You love hanging out on the couch with your dad and watching cartoons that I totally told dad that you cannot watch. Yeah. That's so working out for me so far. Adventure Time seems to be a favorite.
You giggle so easily and the smile you have for me whenever you see me makes my heart ache with love. You fill my arms and my life and I cannot imagine what I ever did without you.
Someday I will tell you about the man who raised me. Someday I will try to explain this man who was so important to me but that you will never meet. He died, you see, when I was six months pregnant with you.
He was a WWII veteran and served in the pacific fleet on DE249 the USS Marchand. When you are old enough to understand, I will show you the flag from his burial.

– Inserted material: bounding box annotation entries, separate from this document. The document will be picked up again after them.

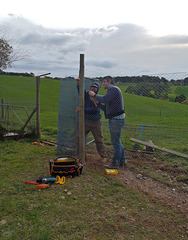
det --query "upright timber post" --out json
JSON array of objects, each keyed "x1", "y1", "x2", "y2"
[
  {"x1": 1, "y1": 98, "x2": 5, "y2": 120},
  {"x1": 36, "y1": 76, "x2": 40, "y2": 140},
  {"x1": 79, "y1": 54, "x2": 85, "y2": 162}
]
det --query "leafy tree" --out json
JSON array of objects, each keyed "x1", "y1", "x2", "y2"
[
  {"x1": 0, "y1": 38, "x2": 13, "y2": 69},
  {"x1": 0, "y1": 31, "x2": 27, "y2": 71}
]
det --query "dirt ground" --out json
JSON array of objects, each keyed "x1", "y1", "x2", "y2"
[{"x1": 85, "y1": 151, "x2": 188, "y2": 219}]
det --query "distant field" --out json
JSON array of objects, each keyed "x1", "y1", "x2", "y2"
[{"x1": 0, "y1": 76, "x2": 188, "y2": 151}]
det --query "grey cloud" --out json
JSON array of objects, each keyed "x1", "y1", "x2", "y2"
[{"x1": 1, "y1": 15, "x2": 188, "y2": 77}]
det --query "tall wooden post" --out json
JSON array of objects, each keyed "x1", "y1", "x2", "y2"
[
  {"x1": 36, "y1": 76, "x2": 40, "y2": 140},
  {"x1": 79, "y1": 54, "x2": 85, "y2": 162},
  {"x1": 36, "y1": 73, "x2": 51, "y2": 141},
  {"x1": 1, "y1": 98, "x2": 5, "y2": 120}
]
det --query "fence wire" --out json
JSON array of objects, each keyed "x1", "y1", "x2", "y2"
[{"x1": 0, "y1": 73, "x2": 188, "y2": 188}]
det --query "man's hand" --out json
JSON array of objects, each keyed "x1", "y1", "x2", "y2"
[
  {"x1": 88, "y1": 90, "x2": 96, "y2": 97},
  {"x1": 90, "y1": 96, "x2": 98, "y2": 107},
  {"x1": 76, "y1": 78, "x2": 80, "y2": 86}
]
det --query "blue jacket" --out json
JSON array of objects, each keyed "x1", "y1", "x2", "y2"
[{"x1": 78, "y1": 82, "x2": 101, "y2": 120}]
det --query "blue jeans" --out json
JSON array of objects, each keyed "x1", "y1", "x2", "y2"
[{"x1": 109, "y1": 118, "x2": 126, "y2": 167}]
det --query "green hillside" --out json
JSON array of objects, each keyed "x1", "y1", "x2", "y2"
[{"x1": 0, "y1": 76, "x2": 188, "y2": 151}]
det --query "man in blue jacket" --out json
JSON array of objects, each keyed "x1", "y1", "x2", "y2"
[
  {"x1": 76, "y1": 78, "x2": 107, "y2": 163},
  {"x1": 89, "y1": 76, "x2": 126, "y2": 168}
]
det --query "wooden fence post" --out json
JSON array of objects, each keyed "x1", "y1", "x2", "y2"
[
  {"x1": 36, "y1": 76, "x2": 40, "y2": 140},
  {"x1": 1, "y1": 98, "x2": 5, "y2": 120},
  {"x1": 79, "y1": 54, "x2": 85, "y2": 162}
]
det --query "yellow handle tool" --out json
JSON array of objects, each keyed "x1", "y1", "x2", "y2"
[{"x1": 55, "y1": 176, "x2": 65, "y2": 184}]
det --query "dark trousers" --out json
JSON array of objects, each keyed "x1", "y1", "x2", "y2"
[{"x1": 85, "y1": 119, "x2": 107, "y2": 157}]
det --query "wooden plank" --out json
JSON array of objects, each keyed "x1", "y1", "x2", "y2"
[
  {"x1": 79, "y1": 54, "x2": 85, "y2": 162},
  {"x1": 130, "y1": 138, "x2": 188, "y2": 158},
  {"x1": 16, "y1": 108, "x2": 36, "y2": 139}
]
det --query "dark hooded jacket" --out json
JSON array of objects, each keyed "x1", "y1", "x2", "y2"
[
  {"x1": 77, "y1": 82, "x2": 101, "y2": 120},
  {"x1": 85, "y1": 82, "x2": 101, "y2": 120}
]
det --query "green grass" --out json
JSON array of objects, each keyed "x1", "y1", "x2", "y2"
[
  {"x1": 0, "y1": 141, "x2": 186, "y2": 240},
  {"x1": 0, "y1": 76, "x2": 188, "y2": 153}
]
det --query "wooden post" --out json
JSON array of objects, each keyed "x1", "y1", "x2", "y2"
[
  {"x1": 1, "y1": 98, "x2": 5, "y2": 120},
  {"x1": 79, "y1": 54, "x2": 85, "y2": 162},
  {"x1": 36, "y1": 76, "x2": 40, "y2": 140},
  {"x1": 36, "y1": 73, "x2": 51, "y2": 141}
]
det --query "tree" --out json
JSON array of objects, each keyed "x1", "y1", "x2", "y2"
[
  {"x1": 0, "y1": 38, "x2": 13, "y2": 69},
  {"x1": 0, "y1": 31, "x2": 27, "y2": 71}
]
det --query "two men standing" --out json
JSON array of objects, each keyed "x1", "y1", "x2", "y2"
[{"x1": 89, "y1": 76, "x2": 126, "y2": 168}]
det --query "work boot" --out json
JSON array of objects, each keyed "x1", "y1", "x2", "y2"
[{"x1": 101, "y1": 157, "x2": 108, "y2": 163}]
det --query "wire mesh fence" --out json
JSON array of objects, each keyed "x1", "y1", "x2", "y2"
[{"x1": 0, "y1": 73, "x2": 188, "y2": 188}]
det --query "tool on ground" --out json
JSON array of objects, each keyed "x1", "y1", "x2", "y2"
[
  {"x1": 49, "y1": 156, "x2": 83, "y2": 177},
  {"x1": 24, "y1": 176, "x2": 56, "y2": 189},
  {"x1": 55, "y1": 176, "x2": 65, "y2": 184},
  {"x1": 134, "y1": 125, "x2": 146, "y2": 150},
  {"x1": 105, "y1": 168, "x2": 118, "y2": 175}
]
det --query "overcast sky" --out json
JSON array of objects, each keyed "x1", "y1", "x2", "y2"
[{"x1": 0, "y1": 0, "x2": 188, "y2": 77}]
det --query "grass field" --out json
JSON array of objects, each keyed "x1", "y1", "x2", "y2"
[
  {"x1": 0, "y1": 76, "x2": 188, "y2": 152},
  {"x1": 0, "y1": 76, "x2": 188, "y2": 240},
  {"x1": 0, "y1": 141, "x2": 187, "y2": 240}
]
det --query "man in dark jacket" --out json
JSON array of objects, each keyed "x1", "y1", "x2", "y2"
[
  {"x1": 89, "y1": 76, "x2": 126, "y2": 168},
  {"x1": 76, "y1": 78, "x2": 107, "y2": 163}
]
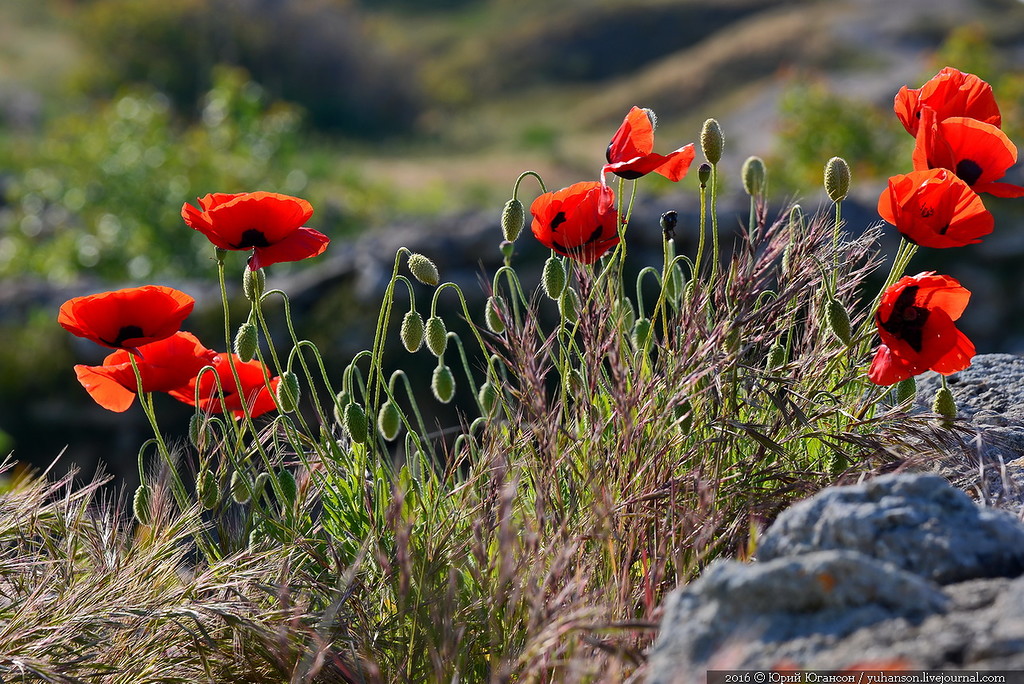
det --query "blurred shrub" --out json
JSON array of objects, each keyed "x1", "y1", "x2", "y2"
[
  {"x1": 0, "y1": 69, "x2": 307, "y2": 282},
  {"x1": 74, "y1": 0, "x2": 420, "y2": 136}
]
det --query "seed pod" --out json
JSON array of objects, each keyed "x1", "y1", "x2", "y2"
[
  {"x1": 700, "y1": 119, "x2": 725, "y2": 164},
  {"x1": 242, "y1": 268, "x2": 266, "y2": 302},
  {"x1": 502, "y1": 198, "x2": 526, "y2": 243},
  {"x1": 278, "y1": 371, "x2": 300, "y2": 414},
  {"x1": 234, "y1": 320, "x2": 259, "y2": 362},
  {"x1": 278, "y1": 468, "x2": 299, "y2": 506},
  {"x1": 229, "y1": 470, "x2": 252, "y2": 504},
  {"x1": 825, "y1": 298, "x2": 853, "y2": 346},
  {"x1": 131, "y1": 483, "x2": 153, "y2": 525},
  {"x1": 409, "y1": 254, "x2": 441, "y2": 287},
  {"x1": 426, "y1": 315, "x2": 447, "y2": 358},
  {"x1": 541, "y1": 256, "x2": 567, "y2": 300},
  {"x1": 345, "y1": 401, "x2": 370, "y2": 444},
  {"x1": 741, "y1": 157, "x2": 767, "y2": 196},
  {"x1": 825, "y1": 157, "x2": 850, "y2": 202},
  {"x1": 483, "y1": 295, "x2": 505, "y2": 335},
  {"x1": 196, "y1": 469, "x2": 220, "y2": 510},
  {"x1": 398, "y1": 309, "x2": 423, "y2": 353},
  {"x1": 430, "y1": 365, "x2": 455, "y2": 403},
  {"x1": 377, "y1": 399, "x2": 401, "y2": 441}
]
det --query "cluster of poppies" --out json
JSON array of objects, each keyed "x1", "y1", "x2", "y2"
[
  {"x1": 57, "y1": 193, "x2": 330, "y2": 418},
  {"x1": 868, "y1": 67, "x2": 1024, "y2": 385},
  {"x1": 529, "y1": 106, "x2": 695, "y2": 263}
]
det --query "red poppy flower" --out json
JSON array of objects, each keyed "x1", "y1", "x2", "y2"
[
  {"x1": 603, "y1": 106, "x2": 696, "y2": 182},
  {"x1": 169, "y1": 354, "x2": 281, "y2": 418},
  {"x1": 913, "y1": 106, "x2": 1024, "y2": 198},
  {"x1": 57, "y1": 285, "x2": 196, "y2": 351},
  {"x1": 529, "y1": 181, "x2": 618, "y2": 263},
  {"x1": 867, "y1": 271, "x2": 974, "y2": 385},
  {"x1": 181, "y1": 193, "x2": 331, "y2": 270},
  {"x1": 893, "y1": 67, "x2": 1002, "y2": 135},
  {"x1": 879, "y1": 169, "x2": 995, "y2": 249},
  {"x1": 75, "y1": 333, "x2": 217, "y2": 413}
]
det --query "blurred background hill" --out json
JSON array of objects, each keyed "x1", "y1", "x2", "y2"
[{"x1": 0, "y1": 0, "x2": 1024, "y2": 481}]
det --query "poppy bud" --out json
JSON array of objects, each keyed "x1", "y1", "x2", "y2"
[
  {"x1": 542, "y1": 256, "x2": 566, "y2": 299},
  {"x1": 700, "y1": 119, "x2": 725, "y2": 164},
  {"x1": 430, "y1": 365, "x2": 455, "y2": 403},
  {"x1": 278, "y1": 468, "x2": 299, "y2": 505},
  {"x1": 426, "y1": 315, "x2": 447, "y2": 357},
  {"x1": 234, "y1": 320, "x2": 259, "y2": 362},
  {"x1": 228, "y1": 470, "x2": 251, "y2": 504},
  {"x1": 476, "y1": 382, "x2": 498, "y2": 418},
  {"x1": 398, "y1": 309, "x2": 423, "y2": 353},
  {"x1": 278, "y1": 371, "x2": 299, "y2": 414},
  {"x1": 483, "y1": 295, "x2": 505, "y2": 335},
  {"x1": 932, "y1": 387, "x2": 956, "y2": 427},
  {"x1": 697, "y1": 162, "x2": 711, "y2": 187},
  {"x1": 131, "y1": 484, "x2": 153, "y2": 525},
  {"x1": 740, "y1": 157, "x2": 767, "y2": 196},
  {"x1": 502, "y1": 198, "x2": 526, "y2": 243},
  {"x1": 242, "y1": 268, "x2": 266, "y2": 302},
  {"x1": 377, "y1": 400, "x2": 401, "y2": 441},
  {"x1": 345, "y1": 401, "x2": 369, "y2": 444},
  {"x1": 196, "y1": 469, "x2": 220, "y2": 510},
  {"x1": 896, "y1": 376, "x2": 918, "y2": 403},
  {"x1": 558, "y1": 288, "x2": 580, "y2": 323},
  {"x1": 825, "y1": 157, "x2": 850, "y2": 202},
  {"x1": 825, "y1": 297, "x2": 853, "y2": 346},
  {"x1": 409, "y1": 254, "x2": 441, "y2": 287},
  {"x1": 632, "y1": 318, "x2": 650, "y2": 349}
]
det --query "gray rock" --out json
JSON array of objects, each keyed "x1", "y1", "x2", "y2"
[{"x1": 758, "y1": 474, "x2": 1024, "y2": 584}]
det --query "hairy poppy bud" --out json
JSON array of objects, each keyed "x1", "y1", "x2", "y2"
[
  {"x1": 430, "y1": 365, "x2": 455, "y2": 403},
  {"x1": 426, "y1": 315, "x2": 447, "y2": 357},
  {"x1": 278, "y1": 371, "x2": 299, "y2": 414},
  {"x1": 196, "y1": 469, "x2": 220, "y2": 510},
  {"x1": 377, "y1": 399, "x2": 401, "y2": 441},
  {"x1": 542, "y1": 256, "x2": 566, "y2": 299},
  {"x1": 476, "y1": 382, "x2": 498, "y2": 418},
  {"x1": 398, "y1": 309, "x2": 423, "y2": 353},
  {"x1": 700, "y1": 119, "x2": 725, "y2": 164},
  {"x1": 483, "y1": 295, "x2": 505, "y2": 335},
  {"x1": 825, "y1": 157, "x2": 850, "y2": 202},
  {"x1": 740, "y1": 157, "x2": 767, "y2": 196},
  {"x1": 228, "y1": 470, "x2": 252, "y2": 504},
  {"x1": 502, "y1": 198, "x2": 526, "y2": 243},
  {"x1": 825, "y1": 298, "x2": 853, "y2": 345},
  {"x1": 278, "y1": 468, "x2": 299, "y2": 505},
  {"x1": 242, "y1": 268, "x2": 266, "y2": 302},
  {"x1": 697, "y1": 162, "x2": 711, "y2": 187},
  {"x1": 131, "y1": 483, "x2": 153, "y2": 525},
  {"x1": 409, "y1": 254, "x2": 441, "y2": 287},
  {"x1": 558, "y1": 288, "x2": 580, "y2": 323},
  {"x1": 932, "y1": 387, "x2": 956, "y2": 427},
  {"x1": 234, "y1": 320, "x2": 259, "y2": 362},
  {"x1": 345, "y1": 401, "x2": 370, "y2": 444}
]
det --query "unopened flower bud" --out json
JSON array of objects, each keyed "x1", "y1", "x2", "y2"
[
  {"x1": 242, "y1": 268, "x2": 266, "y2": 302},
  {"x1": 542, "y1": 256, "x2": 566, "y2": 300},
  {"x1": 278, "y1": 371, "x2": 299, "y2": 414},
  {"x1": 741, "y1": 157, "x2": 767, "y2": 196},
  {"x1": 398, "y1": 309, "x2": 423, "y2": 353},
  {"x1": 234, "y1": 320, "x2": 259, "y2": 362},
  {"x1": 825, "y1": 157, "x2": 850, "y2": 202},
  {"x1": 409, "y1": 254, "x2": 441, "y2": 287},
  {"x1": 426, "y1": 315, "x2": 447, "y2": 357},
  {"x1": 700, "y1": 119, "x2": 725, "y2": 164},
  {"x1": 430, "y1": 365, "x2": 455, "y2": 403},
  {"x1": 377, "y1": 399, "x2": 401, "y2": 441},
  {"x1": 502, "y1": 198, "x2": 526, "y2": 243}
]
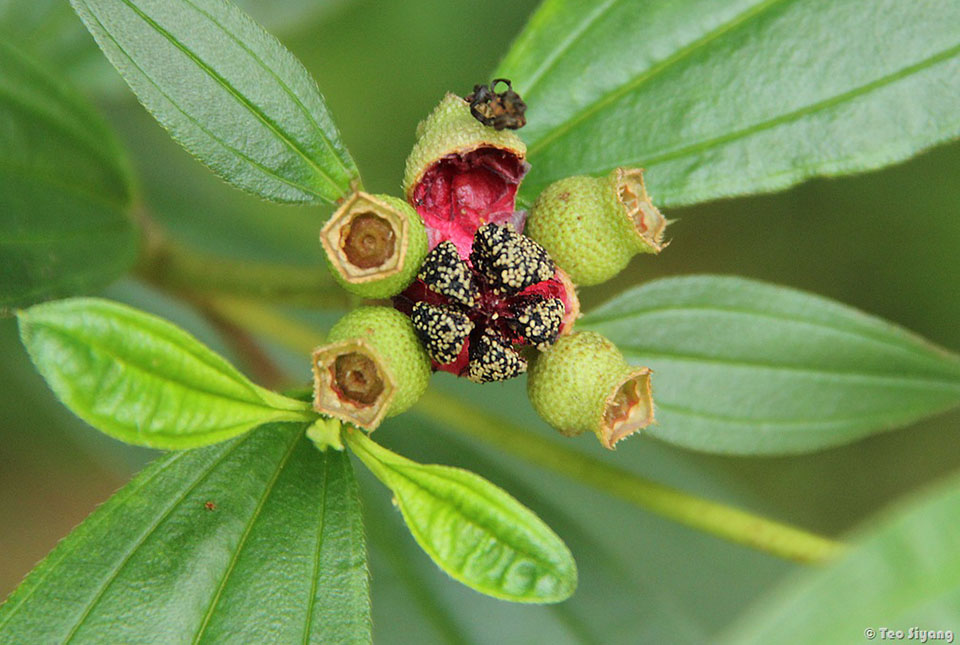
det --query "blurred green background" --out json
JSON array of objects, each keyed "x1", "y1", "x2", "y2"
[{"x1": 0, "y1": 0, "x2": 960, "y2": 643}]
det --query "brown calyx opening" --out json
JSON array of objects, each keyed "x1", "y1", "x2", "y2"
[
  {"x1": 333, "y1": 352, "x2": 383, "y2": 405},
  {"x1": 340, "y1": 213, "x2": 397, "y2": 269},
  {"x1": 600, "y1": 367, "x2": 654, "y2": 449},
  {"x1": 615, "y1": 168, "x2": 669, "y2": 253},
  {"x1": 313, "y1": 338, "x2": 396, "y2": 431}
]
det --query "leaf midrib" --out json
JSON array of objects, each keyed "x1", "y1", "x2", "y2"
[
  {"x1": 63, "y1": 439, "x2": 247, "y2": 645},
  {"x1": 192, "y1": 427, "x2": 306, "y2": 645},
  {"x1": 618, "y1": 345, "x2": 960, "y2": 394},
  {"x1": 183, "y1": 0, "x2": 356, "y2": 177},
  {"x1": 77, "y1": 0, "x2": 326, "y2": 199},
  {"x1": 581, "y1": 304, "x2": 960, "y2": 369},
  {"x1": 110, "y1": 0, "x2": 343, "y2": 194},
  {"x1": 32, "y1": 321, "x2": 307, "y2": 426},
  {"x1": 0, "y1": 451, "x2": 187, "y2": 631},
  {"x1": 654, "y1": 399, "x2": 956, "y2": 433},
  {"x1": 381, "y1": 462, "x2": 560, "y2": 578},
  {"x1": 607, "y1": 45, "x2": 960, "y2": 170}
]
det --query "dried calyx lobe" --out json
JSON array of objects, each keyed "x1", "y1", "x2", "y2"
[{"x1": 394, "y1": 224, "x2": 569, "y2": 383}]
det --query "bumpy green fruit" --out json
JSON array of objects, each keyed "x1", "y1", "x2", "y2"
[
  {"x1": 524, "y1": 168, "x2": 667, "y2": 286},
  {"x1": 527, "y1": 331, "x2": 654, "y2": 449},
  {"x1": 320, "y1": 191, "x2": 427, "y2": 298},
  {"x1": 403, "y1": 92, "x2": 527, "y2": 198},
  {"x1": 313, "y1": 307, "x2": 431, "y2": 430},
  {"x1": 403, "y1": 94, "x2": 528, "y2": 258}
]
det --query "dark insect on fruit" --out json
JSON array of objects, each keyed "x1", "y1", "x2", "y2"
[{"x1": 464, "y1": 78, "x2": 527, "y2": 130}]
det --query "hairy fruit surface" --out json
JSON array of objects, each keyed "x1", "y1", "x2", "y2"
[
  {"x1": 525, "y1": 168, "x2": 667, "y2": 286},
  {"x1": 320, "y1": 191, "x2": 427, "y2": 298},
  {"x1": 313, "y1": 307, "x2": 430, "y2": 430},
  {"x1": 527, "y1": 331, "x2": 654, "y2": 449},
  {"x1": 403, "y1": 94, "x2": 529, "y2": 257}
]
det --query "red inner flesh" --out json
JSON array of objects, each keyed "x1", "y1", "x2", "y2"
[{"x1": 413, "y1": 148, "x2": 528, "y2": 257}]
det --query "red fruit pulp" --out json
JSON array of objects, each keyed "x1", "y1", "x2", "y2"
[{"x1": 412, "y1": 147, "x2": 529, "y2": 258}]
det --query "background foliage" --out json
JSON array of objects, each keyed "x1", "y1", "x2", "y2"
[{"x1": 0, "y1": 0, "x2": 960, "y2": 643}]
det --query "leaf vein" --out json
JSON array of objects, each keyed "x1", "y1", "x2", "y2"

He died of surgical complications on 12-12-12. Well, that is not completely true. He went comatose due to surgical complications and his systems started to shut down. There was no hope left according to his many many doctors. He died of morphine overdose given by a nurse with permission from his doctor so that he would not suffer at the end. I watched it happen and I admit, I was grateful that his end would be quick and painless. I'm not sure I'll ever forgive myself for the gratitute or for giving permission.
He would have loved you so much, my son. He would have adored your every giggle. He would have loved whoever you are turning into and respected the man you will someday become.
My parents, my grandparents.. they are all gone now. I do know they would be proud of you. I promise... they would. Just like I am.. every single day.